$ cd PATH_TO_TDT_PROJECT_FOLDER
$ cd tdt/scripts/
$ svn co -r 577 svn://snowball.tartarus.org/snowball/trunk/snowball snowball
$ cd snowball
$ svn patch ../snowball-tamil.patch //got tamil patch from https://github.com/rdamodharan/tamil-stemmer
$ make
Name | Git Account URL |
---|---|
Dinesh Pandarinathan Subramani | https://github.com/dineshpsubramani |
Vibha Dharmendra Bhambhani | https://github.com/vibhabhambhani |
Shakshi Maheswari | https://github.com/shakshimaheshwari |
Sharanya Vishnampettai Raju | https://github.com/SharanyaVR |
#Introduction News is an important information source. Detecting the occurrences of new events and tracking the processes of the events are important for decision-making in this fast-changing network era. This project aims to accomplish this in Tamil language.
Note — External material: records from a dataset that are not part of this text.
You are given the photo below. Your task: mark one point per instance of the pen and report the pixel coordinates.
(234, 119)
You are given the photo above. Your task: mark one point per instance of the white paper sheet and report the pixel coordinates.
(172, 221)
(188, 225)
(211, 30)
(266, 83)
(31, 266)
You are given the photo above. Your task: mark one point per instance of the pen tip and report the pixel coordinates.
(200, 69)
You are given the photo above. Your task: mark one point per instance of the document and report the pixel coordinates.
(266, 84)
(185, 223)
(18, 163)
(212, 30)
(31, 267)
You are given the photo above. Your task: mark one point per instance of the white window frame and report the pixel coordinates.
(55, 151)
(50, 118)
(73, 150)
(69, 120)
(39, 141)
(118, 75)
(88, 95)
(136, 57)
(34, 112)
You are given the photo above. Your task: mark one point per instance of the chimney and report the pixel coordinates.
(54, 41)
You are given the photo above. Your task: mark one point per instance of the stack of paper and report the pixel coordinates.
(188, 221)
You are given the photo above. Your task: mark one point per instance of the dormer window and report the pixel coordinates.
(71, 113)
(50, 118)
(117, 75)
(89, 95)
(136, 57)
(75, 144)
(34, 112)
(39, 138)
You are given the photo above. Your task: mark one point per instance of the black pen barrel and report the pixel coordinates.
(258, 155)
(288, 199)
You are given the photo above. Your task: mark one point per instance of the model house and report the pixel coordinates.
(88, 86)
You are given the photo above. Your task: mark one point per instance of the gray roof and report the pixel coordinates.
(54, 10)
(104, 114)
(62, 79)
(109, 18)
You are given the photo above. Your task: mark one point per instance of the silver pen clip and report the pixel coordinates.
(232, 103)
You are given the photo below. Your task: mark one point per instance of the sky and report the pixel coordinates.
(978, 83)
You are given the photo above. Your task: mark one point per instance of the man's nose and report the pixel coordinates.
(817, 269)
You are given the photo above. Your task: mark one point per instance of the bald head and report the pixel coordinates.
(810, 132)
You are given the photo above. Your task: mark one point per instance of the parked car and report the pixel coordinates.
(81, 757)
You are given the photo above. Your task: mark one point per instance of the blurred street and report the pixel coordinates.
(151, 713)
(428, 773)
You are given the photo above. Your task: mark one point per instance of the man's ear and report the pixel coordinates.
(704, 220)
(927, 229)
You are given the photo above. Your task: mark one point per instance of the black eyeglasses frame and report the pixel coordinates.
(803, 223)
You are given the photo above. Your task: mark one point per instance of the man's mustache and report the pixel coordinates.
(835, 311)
###Problem Statement: The project aims at automatically identifying and classifying streams of similar news articles. It solves the problems of both detection and tracking based on the well-known IDF - weighted cosine coefficient similarity metric.
Topic Detection and Tracking (TDT) has been implemented for languages like English, Chinese and Arabic but not in Tamil. It will be a huge leap for Tamil Media to automatically publish related news articles.
#Method ###Materials:
- A corpus that is constructed by obtaining various news articles from Tamil news websites and annotating each article with certain topics manually.
- EMILLE Monolingual Corpus in Tamil that contains news articles from “Dinakaran” that includes news events like cinema, general news, politics, sports, etc..
###Procedure: Our approach to all TDT tasks was based on the vector-space model.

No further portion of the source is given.